凪と柊が前を歩き、環が後ろで資料を抱えている。
宮野の胸が、ひゅっと冷たくなった。
(……あの3人……“本気で調べに来た人間の歩き方”をしている……)
凪の鋭い目つきは、
自分のコードを見破った“あの日の波多野”を思い出させた。
柊の落ち着いた気配は、
何かを悟っているようにさえ見えた。
環は、宮野と視線が合いかけて——
すぐにふんわりと目をそらし、ほんの少しだけ頭を下げた。
(……あの人……怒っていない……?
わたしを疑っているわけでも……ない?)
胸の奥が、チクリと痛んだ。
◇◇◇
そのとき。
背後から静かな声がした。
「おはようございます、宮野さん。」
宮野は振り返る。
凪陽翔が立っていた。
その声には非難も冷たさもなく、
ただ淡々とした“現場のエンジニア”の空気感だけがあった。
「すみません。こちらの端末、
昨日の作業ログを再度確認させていただけますか?」
“仕事としての確認”。
責めるでもなく静かに淡々と。
その、まっすぐな眼差しが
宮野の胸の奥を強くかき乱した。
「……どうぞ。

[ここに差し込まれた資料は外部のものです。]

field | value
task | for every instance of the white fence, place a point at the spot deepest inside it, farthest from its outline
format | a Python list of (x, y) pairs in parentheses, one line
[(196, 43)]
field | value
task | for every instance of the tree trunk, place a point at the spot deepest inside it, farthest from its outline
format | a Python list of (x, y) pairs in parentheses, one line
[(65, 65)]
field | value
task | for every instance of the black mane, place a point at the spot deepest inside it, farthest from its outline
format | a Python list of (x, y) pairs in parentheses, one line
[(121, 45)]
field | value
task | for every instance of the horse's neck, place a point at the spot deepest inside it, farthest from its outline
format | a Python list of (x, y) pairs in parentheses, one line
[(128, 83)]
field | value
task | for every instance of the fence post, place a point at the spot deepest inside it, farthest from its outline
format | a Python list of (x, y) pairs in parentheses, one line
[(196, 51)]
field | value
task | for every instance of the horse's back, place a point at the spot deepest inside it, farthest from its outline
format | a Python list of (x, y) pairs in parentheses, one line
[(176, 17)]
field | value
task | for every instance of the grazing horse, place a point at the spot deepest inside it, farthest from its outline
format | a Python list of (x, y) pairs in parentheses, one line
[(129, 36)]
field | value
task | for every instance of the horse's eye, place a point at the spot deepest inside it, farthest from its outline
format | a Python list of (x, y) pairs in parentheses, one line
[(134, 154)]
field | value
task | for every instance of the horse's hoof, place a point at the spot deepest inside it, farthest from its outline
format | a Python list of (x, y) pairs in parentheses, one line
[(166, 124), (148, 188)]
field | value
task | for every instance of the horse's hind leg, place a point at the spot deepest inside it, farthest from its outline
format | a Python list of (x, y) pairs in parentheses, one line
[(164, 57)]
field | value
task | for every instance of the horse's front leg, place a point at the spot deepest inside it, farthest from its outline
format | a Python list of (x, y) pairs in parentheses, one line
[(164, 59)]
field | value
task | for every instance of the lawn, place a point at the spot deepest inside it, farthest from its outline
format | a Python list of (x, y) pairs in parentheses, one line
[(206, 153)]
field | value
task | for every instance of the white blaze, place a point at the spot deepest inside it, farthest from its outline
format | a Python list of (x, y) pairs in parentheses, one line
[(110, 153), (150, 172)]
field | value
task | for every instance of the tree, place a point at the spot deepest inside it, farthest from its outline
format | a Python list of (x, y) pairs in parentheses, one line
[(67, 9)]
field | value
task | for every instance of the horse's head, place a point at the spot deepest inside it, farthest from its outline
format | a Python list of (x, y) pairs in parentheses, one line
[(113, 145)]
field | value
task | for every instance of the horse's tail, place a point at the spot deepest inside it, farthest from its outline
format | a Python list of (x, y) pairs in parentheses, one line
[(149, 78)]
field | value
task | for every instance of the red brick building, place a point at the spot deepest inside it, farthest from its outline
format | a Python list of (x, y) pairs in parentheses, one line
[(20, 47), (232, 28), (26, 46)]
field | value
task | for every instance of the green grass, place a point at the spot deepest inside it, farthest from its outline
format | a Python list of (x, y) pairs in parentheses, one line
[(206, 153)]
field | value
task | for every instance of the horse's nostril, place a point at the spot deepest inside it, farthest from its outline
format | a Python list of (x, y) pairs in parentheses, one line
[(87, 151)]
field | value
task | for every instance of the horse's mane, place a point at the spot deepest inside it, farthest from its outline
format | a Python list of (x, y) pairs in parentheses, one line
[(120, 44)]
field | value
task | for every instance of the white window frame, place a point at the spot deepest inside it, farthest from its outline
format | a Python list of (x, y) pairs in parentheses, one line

」
そう答える声は、ほんの少しだけ震えていた。
凪は一礼し、すぐに端末へ向かう。
宮野はその背中を見つめながら思う。
(……なんで……
なんで“何も知らない”目をしていられるの……)
自分は“JOKER”を仕掛けたはずだった。
誰も見破れないと思っていた。
技術で自分が上に立てると思っていた。
でも——
(もしかして……
わたしより先に、“真相”を見ている……?)
初めて宮野の中に
“恐れ”という感情が生まれた。
◇◇◇
そのころ、作業室では。
凪が柊に静かに報告する。
「……宮野さん、揺れてますね。」
柊はモニターを閉じ、短く答える。
「ああ。
焦りが出ている。
犯人の行動としては……典型的だ。」
環がメモを抱えながら、
不安げに2人を見た。
「……宮野さん……大丈夫でしょうか。
何か……追い詰められているように見えました……。」
柊は環の頭にそっと手を置く。
「環。
俺たちの目的は、誰かを追い詰めることじゃない。
“真実”を見つけるだけだ。」
凪も続ける。
「そうですよ。
環さん。大丈夫です。
宮野さんの“本当の位置”は、もうすぐ見えます。」
環はゆっくり頷いた。
(……どうか……
誰も壊れてしまいませんように……)
その願いだけが、静かに胸の奥に沈んだ。